À l’intérieur, l’internet sans fil est une invention technologique qui a du mal à faire son chemin. Il fallait voir les vendeurs de souvenirs pointer leurs appareils manuels pour cartes de crédit vers le plafond pour tenter de capter le signal. Encore fallait-il avoir des appareils… À certains comptoirs à bière, on pouvait lire : « cash only ». Pourquoi, ai-je demandé à une jeune préposée?

« Parce qu’il n’y a pas assez de machines électroniques dans l’aréna ».

Tous ces inconvénients ont dû faire rigoler – ou pester – autant que moi les amateurs de Toronto présents au spectacle qui étaient bien plus nombreux que ceux de Hamilton, comme on l’a constaté quand McCartney a posé la question à la foule. Mais le vieil aréna était néanmoins plein à craquer. Pas un siège de libre. Et pour cause. Au-delà de l’événement au plan local, les tournées de McCartney sont désormais devenues des chasses aux chansons rares pour des types dans mon genre.

Succès et raretés

On a parfois l’impression qu’un spectacle de McCartney est pratiquement identique au précédent spectacle de McCartney, tant le nombre d’immortelles de la période Beatles ou Wings est considérable. C’est faux. Pas moins de 15 chansons interprétées à Hamilton cette semaine n’étaient pas du programme sur les Plaines d’Abraham, à Québec, il y a deux ans. Et vice-versa.

Bien sûr, Hey Jude, Yesterday, Back In the U.S.S.R., Let It Be, Band On the Run, Maybe I’m Amazed et Live and Let Die – pour ne nommer que celles-là – sont toujours de la partie. Mais McCartney interprète tellement de chansons durant un spectacle (minimum 38 depuis environ 15 ans) qu’il peut varier la sélection sans que l’amateur occasionnel n’ait l’impression d’avoir été floué au rayon des grands succès. Mais seul l’amateur assidu à ses spectacles peut mesurer les variantes et les nuances.

Le truc de Macca est simple. Il change le nom de sa tournée chaque année (cette fois, c’esr One On One) et il ressort des chansons pas interprétées depuis longtemps ou d’autres qu’il n’a jamais interprétées depuis la dissolution des Beatles.

Par exemple, cette fois, il amorce son spectacle avec A Hard Day’s Night, classique des classiques du canon Beatles, sur lequel il avait toujours fait impasse parce que c’est à la base une « Lennon-McCartney » de John. Sauf que les deux chantaient « lead » en alternance à l’époque sur cette chanson et McCartney a décidé de se faire plaisir. Et à nous faire plaisir, par ricochet.

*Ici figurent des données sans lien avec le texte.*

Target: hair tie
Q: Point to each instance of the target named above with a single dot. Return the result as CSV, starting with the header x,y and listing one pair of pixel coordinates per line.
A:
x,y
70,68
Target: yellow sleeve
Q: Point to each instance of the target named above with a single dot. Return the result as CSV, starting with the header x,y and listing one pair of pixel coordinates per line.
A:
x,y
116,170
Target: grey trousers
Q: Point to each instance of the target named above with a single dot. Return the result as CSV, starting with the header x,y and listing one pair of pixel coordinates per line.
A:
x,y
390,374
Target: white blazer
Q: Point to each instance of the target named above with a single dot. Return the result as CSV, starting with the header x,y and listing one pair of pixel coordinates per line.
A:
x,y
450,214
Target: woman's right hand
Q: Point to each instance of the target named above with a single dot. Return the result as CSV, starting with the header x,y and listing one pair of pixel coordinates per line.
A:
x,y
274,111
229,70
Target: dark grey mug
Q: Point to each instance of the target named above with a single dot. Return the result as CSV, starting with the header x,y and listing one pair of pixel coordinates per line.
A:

Je ne peux même pas exprimer en mots l’effet foudroyant que provoque le « Twannnngggg!!! » d’ouverture. Vingt-mille watts d’électricité dans mes reins n’auraient pas fait plus d’effet. Je l’avoue, ce périple à Hamilton et les prohibitifs 327 $ pour le billet ont été justifiés uniquement par la certitude d’entendre une fois A Hard Day’s Night « live » dans ma vie. Et de la chanter.

Quand Macca a hurlé le « Yearrgg!!! » avant le pont de guitare, j’ai cru y laisser mes amygdales. Presque autant que la dame de 65 ans de Terre-Neuve présente à mes côtés qui venait voir McCartney pour une première fois « before I die ». Rien à craindre. Elle est ressortie de ce spectacle comme si elle avait 20 ans.

Il y avait aussi Love Me Do, offerte pour une première fois par le Sir de Liverpool depuis les années du Fab Four. Une version livrée avec tous les musiciens en bivouac à l’avant-scène. L’harmonica de Paul «Wix» Wickens était rendu à la note près comme sur la version studio. Frissons garantis avec 15 000 spectateurs debout pour chanter et battre la mesure. Magique.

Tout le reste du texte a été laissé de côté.